Column: Free inquiry is dead, long live free inquiry

Seth Newkirk

America, and the West as a whole, has been experiencing a revival of sorts — a social movement based around the ideology of social justice. The intentions of individuals commonly described as social justice warriors, or "SJWs," are perhaps noble but have expressed themselves in an authoritarian manner.

Take, for example, the repercussions of this movement to the public discourse. Speakers who come to college campuses and challenge the doctrines of social justice are quite often shut down or silenced in some way. So, too, the movement threatens people that it deems inappropriate, and those who attempt to think for themselves have been misrepresented and vilified. And, worst of all, the movement can and occasionally does escalate into real violence

Now it appears that the movement has come for free inquiry. 

Ted Hill, a professor emeritus at Georgia Tech, published an article last week detailing the suppression that one of his articles had received. Hill had written about the “Greater Male Variability Hypothesis” — the hypothesis that there are more male geniuses and idiots than female ones. Hill had built a mathematical model that fit the supporting data (which is extensive and extends across a variety of species, according to him). The article was well received by academics who evaluated the paper, and it was quickly selected to appear in a well-respected academic journal. 

To be clear, Hill had merely attempted to create a framework to better understand the existing data. He had not supported the implications of such data. He had not even created the datasets themselves. Yet, as soon as the article was published, backlash poured in. Those who had a stake in the ideology of social justice pointed out that the article provided an explanation for why there might be an under-representation of women in awards and positions of prestige. Those invested in the ideology of social justice cannot abide another explanation to the underrepresentation of women in positions of prestige. 

Hill’s article was removed from multiple journals and was abandoned by those who had first supported it. 
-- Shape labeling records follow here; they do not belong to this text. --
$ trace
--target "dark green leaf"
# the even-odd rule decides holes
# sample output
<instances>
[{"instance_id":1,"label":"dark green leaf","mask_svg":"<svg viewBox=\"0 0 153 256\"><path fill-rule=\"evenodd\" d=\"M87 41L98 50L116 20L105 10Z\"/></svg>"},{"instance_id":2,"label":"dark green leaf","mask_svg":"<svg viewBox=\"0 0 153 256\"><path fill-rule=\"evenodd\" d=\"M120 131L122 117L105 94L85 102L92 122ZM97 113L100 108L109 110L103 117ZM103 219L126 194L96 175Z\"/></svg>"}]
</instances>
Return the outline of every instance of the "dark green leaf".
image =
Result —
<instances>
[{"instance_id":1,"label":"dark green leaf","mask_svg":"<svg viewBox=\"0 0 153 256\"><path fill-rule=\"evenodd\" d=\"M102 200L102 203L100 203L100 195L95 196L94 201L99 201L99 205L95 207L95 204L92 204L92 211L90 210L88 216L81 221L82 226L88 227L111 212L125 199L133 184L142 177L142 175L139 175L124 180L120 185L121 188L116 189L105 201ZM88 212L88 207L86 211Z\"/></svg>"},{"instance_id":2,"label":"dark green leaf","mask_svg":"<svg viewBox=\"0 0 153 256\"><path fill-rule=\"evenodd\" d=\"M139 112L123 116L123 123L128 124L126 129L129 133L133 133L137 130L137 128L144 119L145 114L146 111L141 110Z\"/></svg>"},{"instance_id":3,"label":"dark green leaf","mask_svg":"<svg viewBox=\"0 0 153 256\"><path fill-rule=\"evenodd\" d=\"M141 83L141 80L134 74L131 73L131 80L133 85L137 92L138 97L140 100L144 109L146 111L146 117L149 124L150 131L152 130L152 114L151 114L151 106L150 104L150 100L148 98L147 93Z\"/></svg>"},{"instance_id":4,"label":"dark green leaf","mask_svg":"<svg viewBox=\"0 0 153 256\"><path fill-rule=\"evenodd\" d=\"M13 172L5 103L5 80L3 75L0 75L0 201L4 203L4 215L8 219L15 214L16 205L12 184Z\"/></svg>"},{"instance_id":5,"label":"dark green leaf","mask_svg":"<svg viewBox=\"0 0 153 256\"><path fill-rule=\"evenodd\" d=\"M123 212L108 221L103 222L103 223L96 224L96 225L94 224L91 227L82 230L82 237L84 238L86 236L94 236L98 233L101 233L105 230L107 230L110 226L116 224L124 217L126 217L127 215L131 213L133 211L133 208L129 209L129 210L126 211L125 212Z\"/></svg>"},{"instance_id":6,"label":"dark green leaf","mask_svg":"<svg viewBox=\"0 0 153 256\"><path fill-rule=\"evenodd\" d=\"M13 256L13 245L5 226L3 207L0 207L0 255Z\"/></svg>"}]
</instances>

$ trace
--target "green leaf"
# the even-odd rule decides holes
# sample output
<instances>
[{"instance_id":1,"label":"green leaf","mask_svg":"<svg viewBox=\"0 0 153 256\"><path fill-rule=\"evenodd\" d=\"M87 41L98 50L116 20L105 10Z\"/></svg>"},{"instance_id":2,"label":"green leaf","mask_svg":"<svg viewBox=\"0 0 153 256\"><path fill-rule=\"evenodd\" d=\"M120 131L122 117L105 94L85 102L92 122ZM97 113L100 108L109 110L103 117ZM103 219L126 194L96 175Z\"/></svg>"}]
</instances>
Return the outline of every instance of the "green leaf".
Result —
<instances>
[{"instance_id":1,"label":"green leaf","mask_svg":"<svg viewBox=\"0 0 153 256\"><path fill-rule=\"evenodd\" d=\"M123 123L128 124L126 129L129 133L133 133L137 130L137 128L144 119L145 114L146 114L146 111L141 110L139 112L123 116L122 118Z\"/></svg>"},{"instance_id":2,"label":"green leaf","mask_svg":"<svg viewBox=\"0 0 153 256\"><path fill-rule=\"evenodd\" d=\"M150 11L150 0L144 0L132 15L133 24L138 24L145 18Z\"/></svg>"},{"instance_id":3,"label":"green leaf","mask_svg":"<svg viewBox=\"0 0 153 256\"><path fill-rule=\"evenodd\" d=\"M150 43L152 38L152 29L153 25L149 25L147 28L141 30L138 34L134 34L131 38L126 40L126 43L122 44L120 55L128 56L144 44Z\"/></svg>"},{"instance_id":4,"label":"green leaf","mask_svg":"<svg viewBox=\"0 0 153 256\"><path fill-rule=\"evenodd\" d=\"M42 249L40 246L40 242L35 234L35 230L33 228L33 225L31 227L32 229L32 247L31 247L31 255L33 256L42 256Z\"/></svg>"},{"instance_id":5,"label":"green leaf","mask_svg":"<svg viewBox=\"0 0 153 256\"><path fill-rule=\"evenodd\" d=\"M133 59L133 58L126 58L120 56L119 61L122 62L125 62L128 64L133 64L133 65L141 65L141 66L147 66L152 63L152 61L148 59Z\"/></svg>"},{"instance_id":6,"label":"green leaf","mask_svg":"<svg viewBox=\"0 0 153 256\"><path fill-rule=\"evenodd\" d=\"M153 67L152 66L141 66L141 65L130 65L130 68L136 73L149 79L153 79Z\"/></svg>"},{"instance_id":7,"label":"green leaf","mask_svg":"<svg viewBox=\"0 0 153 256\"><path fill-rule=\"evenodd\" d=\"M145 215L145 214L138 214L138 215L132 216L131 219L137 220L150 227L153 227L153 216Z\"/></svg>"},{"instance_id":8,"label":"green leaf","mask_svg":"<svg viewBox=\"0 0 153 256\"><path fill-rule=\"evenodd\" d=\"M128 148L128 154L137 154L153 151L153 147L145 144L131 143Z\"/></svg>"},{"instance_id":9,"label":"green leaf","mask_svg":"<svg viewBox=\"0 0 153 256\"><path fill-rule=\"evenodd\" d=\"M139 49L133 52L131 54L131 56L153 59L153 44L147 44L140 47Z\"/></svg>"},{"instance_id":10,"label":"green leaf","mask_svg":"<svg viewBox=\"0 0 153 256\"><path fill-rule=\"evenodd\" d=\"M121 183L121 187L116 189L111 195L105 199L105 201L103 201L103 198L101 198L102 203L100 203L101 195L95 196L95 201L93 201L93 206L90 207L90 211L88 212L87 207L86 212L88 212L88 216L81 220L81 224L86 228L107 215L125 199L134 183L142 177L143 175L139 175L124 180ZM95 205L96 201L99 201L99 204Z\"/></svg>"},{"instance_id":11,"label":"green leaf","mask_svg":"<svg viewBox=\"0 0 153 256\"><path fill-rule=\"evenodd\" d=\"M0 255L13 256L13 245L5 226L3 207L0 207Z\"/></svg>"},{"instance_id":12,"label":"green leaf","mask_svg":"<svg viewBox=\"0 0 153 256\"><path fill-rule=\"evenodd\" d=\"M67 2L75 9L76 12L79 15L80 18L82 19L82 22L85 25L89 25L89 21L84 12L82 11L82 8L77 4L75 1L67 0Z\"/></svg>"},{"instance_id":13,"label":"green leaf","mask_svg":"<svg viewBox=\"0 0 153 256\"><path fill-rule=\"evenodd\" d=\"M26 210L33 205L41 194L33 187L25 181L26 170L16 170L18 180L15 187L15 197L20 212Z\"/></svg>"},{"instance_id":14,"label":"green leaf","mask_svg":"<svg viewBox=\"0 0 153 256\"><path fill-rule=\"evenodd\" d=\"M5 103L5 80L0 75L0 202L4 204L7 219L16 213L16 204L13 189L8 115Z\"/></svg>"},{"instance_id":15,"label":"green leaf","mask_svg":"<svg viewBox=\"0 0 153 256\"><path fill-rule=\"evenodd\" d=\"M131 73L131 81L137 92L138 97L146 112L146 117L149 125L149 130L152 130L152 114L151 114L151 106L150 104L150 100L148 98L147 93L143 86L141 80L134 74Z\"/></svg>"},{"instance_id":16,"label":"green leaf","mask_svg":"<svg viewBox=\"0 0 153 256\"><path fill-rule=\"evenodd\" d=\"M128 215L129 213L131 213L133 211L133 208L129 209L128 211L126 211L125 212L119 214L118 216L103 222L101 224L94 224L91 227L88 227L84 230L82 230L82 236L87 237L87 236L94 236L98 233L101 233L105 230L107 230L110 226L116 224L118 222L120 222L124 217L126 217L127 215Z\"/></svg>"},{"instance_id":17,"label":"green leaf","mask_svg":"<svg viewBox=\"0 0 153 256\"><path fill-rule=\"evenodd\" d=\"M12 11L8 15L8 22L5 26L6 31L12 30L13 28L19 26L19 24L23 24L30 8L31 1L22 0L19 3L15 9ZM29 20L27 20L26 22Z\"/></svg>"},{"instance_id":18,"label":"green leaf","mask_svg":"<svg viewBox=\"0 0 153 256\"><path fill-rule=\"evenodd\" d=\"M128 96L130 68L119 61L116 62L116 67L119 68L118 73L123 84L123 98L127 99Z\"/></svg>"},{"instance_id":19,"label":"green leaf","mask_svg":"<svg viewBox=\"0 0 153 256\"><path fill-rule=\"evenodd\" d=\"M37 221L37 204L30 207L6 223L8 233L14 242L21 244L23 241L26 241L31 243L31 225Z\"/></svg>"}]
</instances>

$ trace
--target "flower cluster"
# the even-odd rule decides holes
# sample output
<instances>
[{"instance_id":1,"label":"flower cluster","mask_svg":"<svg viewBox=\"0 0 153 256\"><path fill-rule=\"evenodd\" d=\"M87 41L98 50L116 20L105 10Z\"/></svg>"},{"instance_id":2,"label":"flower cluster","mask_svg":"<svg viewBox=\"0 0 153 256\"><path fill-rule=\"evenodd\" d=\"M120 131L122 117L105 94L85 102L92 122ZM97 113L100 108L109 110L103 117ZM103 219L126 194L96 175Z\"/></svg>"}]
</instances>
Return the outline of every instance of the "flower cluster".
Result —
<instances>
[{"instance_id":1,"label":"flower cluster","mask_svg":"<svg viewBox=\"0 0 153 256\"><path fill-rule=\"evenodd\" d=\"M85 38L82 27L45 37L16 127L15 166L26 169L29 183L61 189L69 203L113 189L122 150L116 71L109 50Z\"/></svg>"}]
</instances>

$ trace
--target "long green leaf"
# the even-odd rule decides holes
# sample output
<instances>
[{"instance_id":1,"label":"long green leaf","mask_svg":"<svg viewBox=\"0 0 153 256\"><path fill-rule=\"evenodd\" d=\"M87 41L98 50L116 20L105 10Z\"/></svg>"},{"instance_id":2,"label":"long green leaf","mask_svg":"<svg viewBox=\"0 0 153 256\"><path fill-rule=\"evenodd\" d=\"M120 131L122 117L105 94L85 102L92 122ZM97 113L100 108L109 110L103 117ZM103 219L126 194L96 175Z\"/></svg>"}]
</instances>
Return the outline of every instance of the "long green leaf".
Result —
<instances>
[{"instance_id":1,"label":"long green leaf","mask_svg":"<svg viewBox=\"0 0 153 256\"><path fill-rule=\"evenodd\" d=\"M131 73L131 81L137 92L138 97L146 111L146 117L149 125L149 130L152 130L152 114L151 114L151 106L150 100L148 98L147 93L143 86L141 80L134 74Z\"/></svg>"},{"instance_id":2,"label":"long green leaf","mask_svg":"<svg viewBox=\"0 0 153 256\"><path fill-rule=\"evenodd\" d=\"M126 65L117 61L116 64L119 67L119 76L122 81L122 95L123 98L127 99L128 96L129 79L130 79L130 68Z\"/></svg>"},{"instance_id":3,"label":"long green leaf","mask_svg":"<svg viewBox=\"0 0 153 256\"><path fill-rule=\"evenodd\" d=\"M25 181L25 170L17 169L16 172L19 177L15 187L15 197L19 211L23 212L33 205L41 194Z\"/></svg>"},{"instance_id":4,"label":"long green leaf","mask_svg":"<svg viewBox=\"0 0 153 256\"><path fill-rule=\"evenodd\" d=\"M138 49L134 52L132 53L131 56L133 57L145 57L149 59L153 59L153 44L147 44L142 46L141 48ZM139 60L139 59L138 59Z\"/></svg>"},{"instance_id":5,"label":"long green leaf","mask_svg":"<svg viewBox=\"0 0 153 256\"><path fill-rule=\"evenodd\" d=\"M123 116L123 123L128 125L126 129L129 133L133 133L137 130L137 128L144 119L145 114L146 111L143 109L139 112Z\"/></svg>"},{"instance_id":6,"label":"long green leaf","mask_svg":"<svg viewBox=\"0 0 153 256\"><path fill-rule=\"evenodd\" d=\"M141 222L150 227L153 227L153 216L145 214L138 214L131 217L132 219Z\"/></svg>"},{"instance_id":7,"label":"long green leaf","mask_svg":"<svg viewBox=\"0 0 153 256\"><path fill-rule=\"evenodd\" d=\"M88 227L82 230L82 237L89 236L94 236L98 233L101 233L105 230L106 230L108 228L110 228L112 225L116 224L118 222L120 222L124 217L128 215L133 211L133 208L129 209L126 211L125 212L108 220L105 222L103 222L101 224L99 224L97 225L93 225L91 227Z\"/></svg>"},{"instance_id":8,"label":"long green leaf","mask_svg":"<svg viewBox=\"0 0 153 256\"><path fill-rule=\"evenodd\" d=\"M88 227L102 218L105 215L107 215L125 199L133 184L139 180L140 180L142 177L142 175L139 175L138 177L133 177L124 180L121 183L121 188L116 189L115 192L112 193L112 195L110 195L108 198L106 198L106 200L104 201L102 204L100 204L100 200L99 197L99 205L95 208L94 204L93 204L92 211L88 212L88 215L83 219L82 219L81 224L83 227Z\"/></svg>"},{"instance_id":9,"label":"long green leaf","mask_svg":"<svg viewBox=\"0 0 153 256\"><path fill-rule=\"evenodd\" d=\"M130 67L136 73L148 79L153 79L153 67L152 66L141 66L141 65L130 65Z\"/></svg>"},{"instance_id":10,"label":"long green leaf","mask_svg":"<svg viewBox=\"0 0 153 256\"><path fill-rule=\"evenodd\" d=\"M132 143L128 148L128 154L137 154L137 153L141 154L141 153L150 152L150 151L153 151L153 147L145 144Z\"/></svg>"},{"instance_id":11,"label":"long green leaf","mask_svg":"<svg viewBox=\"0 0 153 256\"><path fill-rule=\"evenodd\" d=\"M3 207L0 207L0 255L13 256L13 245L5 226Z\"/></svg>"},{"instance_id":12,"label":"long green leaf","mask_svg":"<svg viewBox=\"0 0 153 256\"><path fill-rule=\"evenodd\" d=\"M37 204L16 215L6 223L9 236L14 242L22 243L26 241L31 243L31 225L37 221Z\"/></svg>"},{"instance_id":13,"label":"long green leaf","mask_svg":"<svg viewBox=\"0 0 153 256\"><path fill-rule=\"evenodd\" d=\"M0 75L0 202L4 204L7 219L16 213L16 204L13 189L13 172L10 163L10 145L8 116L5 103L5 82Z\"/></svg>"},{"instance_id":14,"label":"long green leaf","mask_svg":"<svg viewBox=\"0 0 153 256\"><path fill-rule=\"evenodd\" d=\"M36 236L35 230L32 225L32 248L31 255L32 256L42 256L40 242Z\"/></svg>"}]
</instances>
The incident is notable on its own. But it becomes even more worrisome when paired with a variety of other incidents, like the firing of James Damore and the pressure put on Brown University after a member of their faculty published a study about rapid-onset gender dysphoria. All these attacks have been triggered by one thing: the perceived repercussions that these datasets might have on current beliefs about social conditions. While less skeptical people might believe the claim that there are “methodological problems” with these studies and data, a closer look at these accusations reveals that the root of the backlash is to be located in the implications of the data and not the methodology with which it was acquired. 

To be clear, I have no problem with legitimate criticisms of methodological choices in these studies. It is the inherent ideological attacks that I find troubling. Rejecting potential truth in the service of an ideology is dangerous. The subjection of reality to a preordained framework can have wide-reaching ramifications for society. Collective ignorance will always be worse than controversial truth in the long run.